Dr. Hagit Yakira has a PhD from Trinity Laban/ City University. Her thesis is titled: Relational Autobiographical Choreography – on new choreographic practice.

My research is a practice based, and besides analyzing my own choreographic work, I am looking at other choreographers who are dealing with similar concepts and concerns; choreographers who relook the notion of autobiography.  

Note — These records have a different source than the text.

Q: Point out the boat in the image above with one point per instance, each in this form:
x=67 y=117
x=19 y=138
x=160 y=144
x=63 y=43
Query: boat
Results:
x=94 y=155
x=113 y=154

The new millennium witnessed the appearance of a novel choreographic practice in the West which challenged old concepts of autobiography. Until then autobiography had been based predominantly on a coherent self who speaks itself, by itself, but now became a practice in which a self, while dependent upon the other(s), could create her autobiography only through her relationship to others. The new choreographic practice presented autobiography as a relational act. Based on feminist ideas of subjectivity, this new form of autobiographical choreography has three distinguishing features: first, it posits identity partly as a narrative; second, it views the other as the autobiographer (instead of the self); and third, it regards relationships (with various others) as the essence of one’s self. In other words, without the other, the self cannot know who she is. It is the other who tells a self her life-story and through it reveals her uniqueness to her. This is the choreographic practice that I have created and analyzed in my thesis. I have named this practice: relational autobiographical choreography.

The reason for pursuing this academic and practical research was in order to locate my work in the current dance landscape. I wanted to understand and articulate what it is that I do, what it says about the notion of identity, of autobiography and of self-other relationships. In addition I wanted to explore choreographers who are creating similar work. Once I realized that my work aligned mostly with other female choreographers I felt that the thesis could contribute to female choreographers’ approach to dance, choreography, and autobiography, as well as to a positive idea of the self – other relationships. By interlacing (my) life-storytelling, theory and the art of choreography (looking at the work of the Belgian choreographer Anne Teresa De Keersmaeker and the Hungarian choreographer Eszter Salamon), the thesis presents my analysis of this new form of choreography. It introduces a ‘feminine’, political practice which elaborates an identity as being understood through relationships; a vibrant and insightful choreographic practice that stretches the self into a communal act.